As we look at the ongoing issue it is not hard to see the motivation for people wanting to escape the Indian monetary system entirely and thus moving towards currencies like Bitcoin. As I pointed out on November 11th.
We can expect the traditional Indian love of gold to be boosted by this and maybe also non-government electronic money like Bitcoin.
Although of course many were left out.
It has made it harder to buy vegetables and rice, and hire rickshaws. And, for hundreds of millions of Indians who work in the informal economy, it has brought commerce to a halt. If there is a well-laid plan to mitigate the impact of this surprise crackdown on “black money”, it has yet to reach rural parts, where few Indians have bank accounts or credit cards.
Here is a link to the details of Demonetisation.
There have been signs of creaking from the Chinese monetary system as estimates of the actual outflow of funds from China seem to be around double the official one. Oops! If we move to this morning there are other signals to be found. From the Wall Street Journal.
The yuan dropped 7% against the dollar this year…….
Unlike other emerging markets that have mostly free-floating currencies such as Russia and Brazil, China hasn’t had a chance to find its bottom. Chinese investors, therefore, act as if more depreciation is coming, sending money overseas.
The People’s Bank of China is increasingly replacing deposits and indeed finance in the banking system in a move that has not gone so well for us western capitalist imperialists. But the fundamental point here is that with such a large flow of funds ongoing we see two clear effects. The first is the rise in the Bitcoin price as it would take only a minor proportion of the move to put it in a boom and the second is that the world financial system looks unstable one more time.

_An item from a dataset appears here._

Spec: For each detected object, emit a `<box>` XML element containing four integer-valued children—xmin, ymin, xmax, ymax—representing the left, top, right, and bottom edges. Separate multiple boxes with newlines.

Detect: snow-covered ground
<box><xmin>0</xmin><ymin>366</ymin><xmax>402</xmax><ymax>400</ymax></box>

Negative Interest-Rates in the UK
One of the forecasts for 2017 will no doubt be for higher bond yields. After all it has to be right one year! But more seriously if we just look at the UK something else is in play and it covers a few areas. It started with this before Christmas. From Bloomberg on December 16th.
The U.K. Treasury sold one-month bills at an average negative yield for the first time ever on Friday, with investors bidding for more than seven times the amount on offer,
That got worse just before Christmas and today a former respondent on here Shireblogger who now contacts me on Twitter pointed out this.
UK gilts just hit a record low 2 year yield at 3.3 bps. ( @bondvigilantes )
What we find ourselves observing is a safe haven problem of sorts as @NelderMead points out.
a year end desperation for collateral. QE creates the priv deposits & takes away the collateral to back ’em
Another “side effect” of the “Sledgehammer” of Andy Haldane and Mark Carney. Are they available for comment and I do not mean a diversion onto green issues?
So there you have it. After all the central planning and “reform” what we see are yet more signs of stress in the financial system. So much for certainty about 2017 as we expect inflation yet again in the use of the words “unexpected” and “surprise”.
I will be on after the 1 o’clock news today with quite a bit to discuss I think.